Laura Multitasks!

Thursday, December 21, 2006

Happy Christmas

Oh, tomorrow will be Hell. Absolute Hell.

Christmas with the people I fear above all others.

So here is how it will go:

Pre-dawn. Laura crawls out of bed and dresses, knowing that whatever she wears and no matter how clear (or not) her skin is, she will be looked up and down and found wanting. If I have worked out, I will be called fat. If I have proven myself academically, I will be told to get a job and move out. If I wear a beautiful sock, knitted by me, I will be told that somehow it is unattractive to Them.

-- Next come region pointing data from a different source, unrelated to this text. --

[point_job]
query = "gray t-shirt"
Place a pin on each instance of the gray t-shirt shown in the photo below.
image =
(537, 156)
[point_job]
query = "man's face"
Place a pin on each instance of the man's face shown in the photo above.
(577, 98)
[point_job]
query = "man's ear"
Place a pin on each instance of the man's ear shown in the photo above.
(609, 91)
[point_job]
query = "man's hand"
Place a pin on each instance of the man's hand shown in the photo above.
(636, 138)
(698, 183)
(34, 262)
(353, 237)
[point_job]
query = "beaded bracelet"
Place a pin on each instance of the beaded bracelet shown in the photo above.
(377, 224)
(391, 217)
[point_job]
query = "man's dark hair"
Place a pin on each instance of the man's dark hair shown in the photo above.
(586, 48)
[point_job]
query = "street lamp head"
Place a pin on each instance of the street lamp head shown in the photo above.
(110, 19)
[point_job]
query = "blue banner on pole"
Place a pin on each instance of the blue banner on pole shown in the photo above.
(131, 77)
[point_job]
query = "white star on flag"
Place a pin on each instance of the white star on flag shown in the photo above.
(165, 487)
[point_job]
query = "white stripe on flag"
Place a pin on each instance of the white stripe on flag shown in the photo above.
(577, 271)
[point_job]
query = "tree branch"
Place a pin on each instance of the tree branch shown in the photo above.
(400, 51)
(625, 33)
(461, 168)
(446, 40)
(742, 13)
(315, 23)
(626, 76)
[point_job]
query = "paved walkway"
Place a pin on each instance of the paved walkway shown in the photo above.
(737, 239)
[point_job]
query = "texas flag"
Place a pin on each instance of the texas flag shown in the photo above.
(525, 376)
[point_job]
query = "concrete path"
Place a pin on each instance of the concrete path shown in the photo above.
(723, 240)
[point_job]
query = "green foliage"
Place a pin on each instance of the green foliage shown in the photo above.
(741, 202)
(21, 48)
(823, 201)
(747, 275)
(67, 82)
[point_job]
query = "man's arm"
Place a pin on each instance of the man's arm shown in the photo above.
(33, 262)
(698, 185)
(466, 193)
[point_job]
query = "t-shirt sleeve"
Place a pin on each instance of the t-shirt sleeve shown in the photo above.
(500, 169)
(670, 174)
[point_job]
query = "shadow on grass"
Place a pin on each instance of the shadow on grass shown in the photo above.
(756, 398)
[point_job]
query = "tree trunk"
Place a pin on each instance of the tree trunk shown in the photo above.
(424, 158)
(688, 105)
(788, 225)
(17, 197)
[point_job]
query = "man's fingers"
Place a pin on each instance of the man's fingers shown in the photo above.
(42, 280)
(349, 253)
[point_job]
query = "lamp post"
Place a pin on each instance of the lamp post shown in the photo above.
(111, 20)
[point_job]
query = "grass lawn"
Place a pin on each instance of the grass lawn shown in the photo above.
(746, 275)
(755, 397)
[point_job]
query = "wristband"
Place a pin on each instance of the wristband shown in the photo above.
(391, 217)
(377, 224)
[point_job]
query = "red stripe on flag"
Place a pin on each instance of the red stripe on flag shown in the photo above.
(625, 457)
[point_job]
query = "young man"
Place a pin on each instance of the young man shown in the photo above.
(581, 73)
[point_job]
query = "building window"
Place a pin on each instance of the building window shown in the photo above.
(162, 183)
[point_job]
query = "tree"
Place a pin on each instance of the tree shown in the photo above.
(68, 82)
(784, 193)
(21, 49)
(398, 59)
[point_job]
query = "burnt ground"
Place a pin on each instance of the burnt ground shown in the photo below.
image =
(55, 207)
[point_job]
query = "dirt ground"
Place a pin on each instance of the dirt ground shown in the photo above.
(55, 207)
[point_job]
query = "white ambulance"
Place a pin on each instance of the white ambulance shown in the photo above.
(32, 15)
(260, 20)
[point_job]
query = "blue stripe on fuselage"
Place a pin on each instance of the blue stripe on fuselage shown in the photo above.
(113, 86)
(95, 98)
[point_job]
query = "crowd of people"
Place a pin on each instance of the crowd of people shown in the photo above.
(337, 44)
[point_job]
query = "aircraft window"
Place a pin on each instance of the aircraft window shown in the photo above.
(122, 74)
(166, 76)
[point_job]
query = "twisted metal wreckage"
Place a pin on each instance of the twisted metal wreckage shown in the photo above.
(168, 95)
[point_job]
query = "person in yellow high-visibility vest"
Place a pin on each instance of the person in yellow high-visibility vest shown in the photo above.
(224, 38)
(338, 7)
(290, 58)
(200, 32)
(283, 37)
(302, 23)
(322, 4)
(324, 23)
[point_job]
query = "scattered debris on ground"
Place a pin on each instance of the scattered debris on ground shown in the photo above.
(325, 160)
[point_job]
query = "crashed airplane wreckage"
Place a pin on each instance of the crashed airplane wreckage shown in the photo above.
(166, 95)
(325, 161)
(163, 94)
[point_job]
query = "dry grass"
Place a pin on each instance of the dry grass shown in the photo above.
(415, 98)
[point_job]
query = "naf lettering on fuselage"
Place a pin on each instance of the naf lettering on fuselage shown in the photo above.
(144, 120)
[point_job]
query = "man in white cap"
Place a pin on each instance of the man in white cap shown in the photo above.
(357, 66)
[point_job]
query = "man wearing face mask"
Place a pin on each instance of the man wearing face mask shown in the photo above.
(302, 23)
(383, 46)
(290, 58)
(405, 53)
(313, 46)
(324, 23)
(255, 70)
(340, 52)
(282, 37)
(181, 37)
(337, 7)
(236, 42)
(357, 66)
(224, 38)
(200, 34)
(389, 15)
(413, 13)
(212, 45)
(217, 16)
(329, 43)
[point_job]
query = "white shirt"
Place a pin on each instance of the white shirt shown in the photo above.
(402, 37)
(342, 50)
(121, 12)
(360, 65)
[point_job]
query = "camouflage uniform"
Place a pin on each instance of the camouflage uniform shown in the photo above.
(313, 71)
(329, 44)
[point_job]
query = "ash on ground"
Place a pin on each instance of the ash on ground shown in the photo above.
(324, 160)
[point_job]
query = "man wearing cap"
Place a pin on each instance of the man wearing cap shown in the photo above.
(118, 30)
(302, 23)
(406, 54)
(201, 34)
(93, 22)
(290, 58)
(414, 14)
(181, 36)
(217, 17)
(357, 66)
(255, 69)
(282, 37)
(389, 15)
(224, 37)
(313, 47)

8:00 a.m. Laura gets into the car. She sits in the back, whips out a sock and knits her way to Elkhart. Along the way, Dad recieves two or three phone calls demanding to know why he is so late, despite the fact that our arrival time is set for noon.

Noon. We pull into the driveway. She asks us why we are here so early. He told us noon, she said five. She has a Hair Appointment and has to be gone by 2:30. She won't reschedule. Or cancel. Christmas and the family can wait. We sit on spotless furniture in a room copied peice by peice from a decorating magazine.

12:30 p.m. We eat around the tiny kitchen table, knowing that we are not worth the use of the dining room, which would only afford us a little more leg room. But we do not deserve that. Food is eaten. Dessert. Coffee dispersed. We sit until our backs begin to seize up, as She tells us about dead relatives and their miserable ends, dispairs about her health, and demands to know the particulars of Laura's life, which She will passive-aggressively tear apart.

2:00 p.m. We all sit carefully in a circle. Gifts are handed out. One by one, beginning with the eldest, the gifts are unwrapped. A picture is taken of each person with their present after it is opened. No one unwraps anything prior to anyone else. No one rushes anyone else. Smiles are, of course, optional.

2:30 p.m. She goes to her hair appointment, either forcing Dad to drive her or Him. The rest of us wait in the house or the salon.

4:00 p.m. Leftovers are dispersed, eaten, and someone falls asleep on a chair. Paul has long retreated to the TV room to watch Spike marathons of Star Trek and James Bond. I knit.

Time Unknown. Dad, complete with Furrow, decides that the time is right to flee. He drives in complete silence. We do not dare disturb him. Arriving home, we each find a corner of the house to sulk in. Laura flees to Jennifer's house for peace.

The family will, depending on the severity of Her behavior, suffer depressed emotions and increased anxiety anywhere from days to weeks to months, or, in the incidence of last Christmas, a year.

Last Christmas She criticised my mother for being away. She said Mom should have been here instead of with her father. She thought She was more important, even though Grandpa needed Mom to be with him, since Grandma had just died. She thought Grandpa needed to prioritize and realize that we needed to have Christmas together. She wanted to be Entertained. She insulted my mother then, to my face. And I have not forgiven her. I am physiologically unable to handle that task.